L'histoire débute au printemps 1997 avec la liquidation de la société immobilière Daubin Soleil. Le créancier hypothécaire demandait 8,5 millions pour le bâtiment. Etrangement, la Régie X* mettra 3 millions de mieux pour le racheter (le 27 mai 1997). Autre curiosité, les administrateurs de Daubin SI et de la régie sont les mêmes personnes... Et, le jour même, le bâtiment est revendu (toujours 11,5 millions) à un particulier, Monsieur Y.


Chargé des dettes d'un autre client de la banque

Celui-ci dit être le «pigeon» de l'affaire.
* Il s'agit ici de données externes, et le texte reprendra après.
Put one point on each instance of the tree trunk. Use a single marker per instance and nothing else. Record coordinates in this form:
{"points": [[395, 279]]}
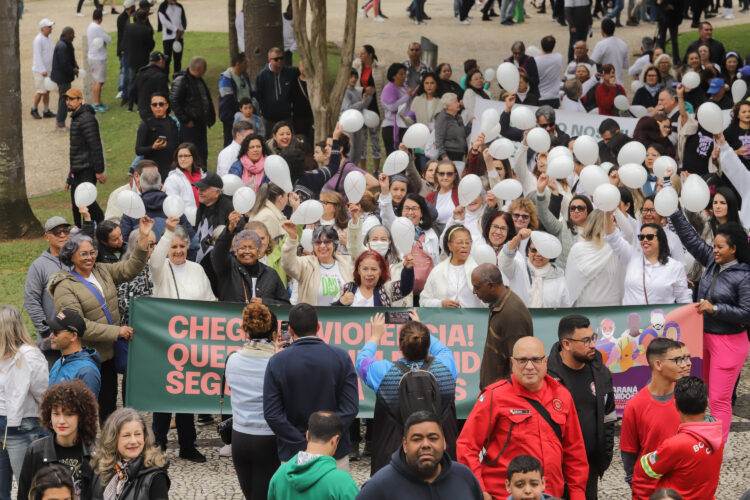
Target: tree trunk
{"points": [[232, 29], [325, 101], [262, 31], [18, 220]]}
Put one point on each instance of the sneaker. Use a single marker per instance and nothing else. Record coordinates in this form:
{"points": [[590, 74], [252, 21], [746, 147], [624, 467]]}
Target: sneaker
{"points": [[193, 455]]}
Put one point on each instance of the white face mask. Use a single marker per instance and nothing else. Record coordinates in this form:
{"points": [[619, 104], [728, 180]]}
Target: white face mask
{"points": [[379, 246]]}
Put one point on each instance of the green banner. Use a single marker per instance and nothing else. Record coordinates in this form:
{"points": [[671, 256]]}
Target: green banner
{"points": [[177, 355]]}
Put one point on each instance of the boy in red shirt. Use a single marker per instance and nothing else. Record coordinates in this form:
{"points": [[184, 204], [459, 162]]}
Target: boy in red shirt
{"points": [[689, 462]]}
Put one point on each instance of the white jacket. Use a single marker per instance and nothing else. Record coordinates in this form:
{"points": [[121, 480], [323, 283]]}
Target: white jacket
{"points": [[26, 380]]}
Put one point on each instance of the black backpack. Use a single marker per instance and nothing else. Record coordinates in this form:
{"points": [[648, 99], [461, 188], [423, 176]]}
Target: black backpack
{"points": [[418, 389]]}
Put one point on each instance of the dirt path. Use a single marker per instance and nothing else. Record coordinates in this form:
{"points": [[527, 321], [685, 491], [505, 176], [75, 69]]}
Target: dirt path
{"points": [[46, 151]]}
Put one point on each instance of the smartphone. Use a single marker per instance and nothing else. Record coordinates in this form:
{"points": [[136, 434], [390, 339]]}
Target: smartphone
{"points": [[396, 317]]}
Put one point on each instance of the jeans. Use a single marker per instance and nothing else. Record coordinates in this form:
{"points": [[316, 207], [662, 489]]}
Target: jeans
{"points": [[17, 441]]}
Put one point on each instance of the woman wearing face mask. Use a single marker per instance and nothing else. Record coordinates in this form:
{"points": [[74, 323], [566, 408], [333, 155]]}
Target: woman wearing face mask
{"points": [[449, 284], [536, 279]]}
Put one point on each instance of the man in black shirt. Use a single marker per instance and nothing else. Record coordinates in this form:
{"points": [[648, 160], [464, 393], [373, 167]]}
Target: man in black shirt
{"points": [[575, 362]]}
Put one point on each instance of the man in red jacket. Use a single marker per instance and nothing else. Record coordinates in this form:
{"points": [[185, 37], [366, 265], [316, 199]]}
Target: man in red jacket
{"points": [[689, 462], [528, 414]]}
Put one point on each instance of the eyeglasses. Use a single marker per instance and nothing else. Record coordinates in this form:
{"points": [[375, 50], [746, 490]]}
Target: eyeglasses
{"points": [[525, 361], [586, 341]]}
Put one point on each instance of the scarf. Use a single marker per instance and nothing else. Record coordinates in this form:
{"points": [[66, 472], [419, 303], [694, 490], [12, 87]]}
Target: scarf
{"points": [[252, 171]]}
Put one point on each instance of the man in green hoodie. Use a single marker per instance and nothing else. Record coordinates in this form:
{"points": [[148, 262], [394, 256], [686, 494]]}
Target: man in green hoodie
{"points": [[312, 474]]}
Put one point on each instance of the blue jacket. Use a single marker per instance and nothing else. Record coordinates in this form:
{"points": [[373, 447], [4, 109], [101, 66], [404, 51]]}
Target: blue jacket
{"points": [[306, 377], [731, 293], [83, 365]]}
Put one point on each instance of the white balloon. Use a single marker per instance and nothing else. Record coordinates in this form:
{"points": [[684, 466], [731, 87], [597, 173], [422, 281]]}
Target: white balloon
{"points": [[354, 186], [402, 232], [468, 189], [277, 171], [131, 204], [561, 167], [632, 152], [231, 184], [592, 176], [711, 117], [483, 254], [85, 194], [416, 136], [607, 197], [666, 201], [351, 120], [622, 103], [309, 212], [695, 193], [396, 162], [586, 149], [507, 76], [739, 89], [547, 245], [502, 149], [691, 79], [49, 84], [508, 189], [661, 164], [243, 199], [174, 206], [633, 175], [538, 139], [372, 119], [522, 117]]}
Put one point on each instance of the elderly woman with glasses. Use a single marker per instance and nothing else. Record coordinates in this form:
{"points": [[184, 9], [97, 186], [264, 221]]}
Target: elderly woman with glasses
{"points": [[322, 275]]}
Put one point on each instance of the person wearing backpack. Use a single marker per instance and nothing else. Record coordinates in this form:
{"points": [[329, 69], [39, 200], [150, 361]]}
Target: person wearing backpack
{"points": [[423, 380]]}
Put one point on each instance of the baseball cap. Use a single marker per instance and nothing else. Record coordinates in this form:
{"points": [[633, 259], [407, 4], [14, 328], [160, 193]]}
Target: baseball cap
{"points": [[67, 319], [54, 222], [716, 85], [73, 93], [211, 179]]}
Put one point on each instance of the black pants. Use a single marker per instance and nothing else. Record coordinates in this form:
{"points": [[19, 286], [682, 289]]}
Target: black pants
{"points": [[172, 55], [185, 429], [255, 459]]}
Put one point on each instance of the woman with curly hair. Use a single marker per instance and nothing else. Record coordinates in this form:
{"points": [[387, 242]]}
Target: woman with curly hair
{"points": [[127, 463], [69, 412], [254, 451]]}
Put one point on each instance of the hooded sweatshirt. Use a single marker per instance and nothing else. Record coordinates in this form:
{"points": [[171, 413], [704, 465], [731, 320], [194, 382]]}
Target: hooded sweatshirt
{"points": [[307, 476], [689, 462]]}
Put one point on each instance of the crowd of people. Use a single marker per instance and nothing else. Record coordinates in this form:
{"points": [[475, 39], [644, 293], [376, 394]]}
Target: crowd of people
{"points": [[295, 399]]}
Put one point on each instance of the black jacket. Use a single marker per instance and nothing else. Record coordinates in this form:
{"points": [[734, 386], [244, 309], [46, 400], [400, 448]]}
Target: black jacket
{"points": [[605, 405], [731, 292], [191, 100], [85, 143], [63, 62], [144, 483], [235, 284], [148, 131], [454, 481], [42, 452], [138, 44], [148, 80]]}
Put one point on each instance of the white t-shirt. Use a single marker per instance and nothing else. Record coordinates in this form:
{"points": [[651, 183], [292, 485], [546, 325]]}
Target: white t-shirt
{"points": [[331, 282]]}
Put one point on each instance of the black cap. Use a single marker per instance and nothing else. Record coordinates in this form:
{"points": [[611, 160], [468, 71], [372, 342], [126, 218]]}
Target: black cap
{"points": [[211, 179], [67, 319]]}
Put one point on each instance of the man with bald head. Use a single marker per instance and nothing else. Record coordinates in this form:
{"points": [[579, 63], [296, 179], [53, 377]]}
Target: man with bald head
{"points": [[529, 413], [509, 321]]}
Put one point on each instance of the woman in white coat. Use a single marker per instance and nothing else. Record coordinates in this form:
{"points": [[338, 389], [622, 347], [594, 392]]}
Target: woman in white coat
{"points": [[536, 279], [449, 284]]}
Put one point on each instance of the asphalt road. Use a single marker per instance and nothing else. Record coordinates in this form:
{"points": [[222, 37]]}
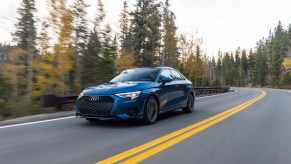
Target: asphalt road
{"points": [[259, 134]]}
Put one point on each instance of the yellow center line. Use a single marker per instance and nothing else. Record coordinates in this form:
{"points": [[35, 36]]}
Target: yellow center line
{"points": [[173, 138]]}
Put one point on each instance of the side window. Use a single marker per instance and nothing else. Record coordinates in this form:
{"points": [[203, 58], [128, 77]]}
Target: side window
{"points": [[165, 73], [176, 75]]}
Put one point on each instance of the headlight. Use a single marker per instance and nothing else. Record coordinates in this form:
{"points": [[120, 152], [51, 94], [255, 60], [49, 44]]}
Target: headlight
{"points": [[129, 95], [81, 94]]}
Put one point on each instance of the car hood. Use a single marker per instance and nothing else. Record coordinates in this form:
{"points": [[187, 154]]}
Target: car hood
{"points": [[117, 87]]}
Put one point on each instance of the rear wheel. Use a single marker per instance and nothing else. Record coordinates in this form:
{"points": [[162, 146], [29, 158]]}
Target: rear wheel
{"points": [[92, 119], [151, 111], [190, 104]]}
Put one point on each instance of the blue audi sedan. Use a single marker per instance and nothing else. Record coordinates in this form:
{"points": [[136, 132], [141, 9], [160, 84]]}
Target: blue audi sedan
{"points": [[140, 93]]}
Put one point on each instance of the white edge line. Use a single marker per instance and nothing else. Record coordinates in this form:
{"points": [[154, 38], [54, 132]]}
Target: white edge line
{"points": [[217, 95], [64, 118], [36, 122], [284, 90]]}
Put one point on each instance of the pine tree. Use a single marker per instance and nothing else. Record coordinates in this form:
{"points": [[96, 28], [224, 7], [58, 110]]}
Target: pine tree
{"points": [[260, 65], [125, 33], [44, 64], [251, 64], [25, 37], [81, 39], [61, 20], [170, 52], [92, 59], [126, 59], [279, 52], [146, 24], [244, 66], [237, 68]]}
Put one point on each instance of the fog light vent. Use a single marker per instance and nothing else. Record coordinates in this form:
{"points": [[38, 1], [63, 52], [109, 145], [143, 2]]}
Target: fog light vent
{"points": [[131, 112]]}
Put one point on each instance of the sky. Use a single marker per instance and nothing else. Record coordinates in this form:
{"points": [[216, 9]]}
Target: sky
{"points": [[222, 24]]}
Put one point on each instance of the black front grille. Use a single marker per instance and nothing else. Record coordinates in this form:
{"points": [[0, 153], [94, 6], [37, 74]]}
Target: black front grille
{"points": [[100, 106]]}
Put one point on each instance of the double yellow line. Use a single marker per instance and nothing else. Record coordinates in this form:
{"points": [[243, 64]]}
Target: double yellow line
{"points": [[146, 150]]}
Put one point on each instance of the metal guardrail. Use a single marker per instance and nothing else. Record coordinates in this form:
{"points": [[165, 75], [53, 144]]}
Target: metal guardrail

Selon une déclaration sur l'honneur, transmise au procureur général, il a acquis le bâtiment de la rue Daubin «sous la contrainte exercée par un cadre de la Banque cantonale», aujourd'hui membre de la Fondation de valorisation. «J'étais pris à la gorge, explique-t-il, M. Z* me menaçait de résilier des hypothèques contractées sur d'autres immeubles si je n'obtempérais pas!»


Il achète donc l'immeuble, grâce à un crédit de la BCG, portant non pas sur 11,5 millions, mais sur 20,5 millions de francs! Car en plus de l'immeuble, le prêt est destiné «au remboursement de vos comptes xyz (négatifs, ndlr)», précise le contrat du 5 mai 1997.


Et c'est là où l'histoire devient franchement rock and roll. Car Monsieur Y n'est pas débiteur des comptes en question, lesquels se rapportent à des hypothèques immobilières d'autres clients de la banque. Une fois épurées, elles seront reprises quelques semaines plus tard par une société de portage du nom de Fitna S.A. Ses heureux actionnaires ne sont autres que... les administrateurs de la régie X, anciens propriétaires de la société Daubin.


Ce serait la principale raison de ce montage financier, selon l'analyse du «pigeonné». S'il n'a pas dénoncé plus tôt ce qui apparaît comme une escroquerie, c'est, dit-il, parce qu'il aurait constamment subi des «menaces et des intimidations durant toutes ces années» de la part du cadre de la BCG avec qui il était en relation d'affaires.


Reste à comprendre quel intérêt aurait eu cet ancien cadre de la Banque cantonale à se compromettre pareillement.


Reste aussi un trou d'une dizaine de millions (davantage selon Eric Stauffer) dans les comptes de la Fondation de valorisation, qui rachètera le 33A rue Daubin pour 13 millions.
«Et encore, on n'a pas tout vu!» s'exclame Eric Stauffer, qui jure qu'il n'en restera pas là...

Note : *Identités connues de la rédaction.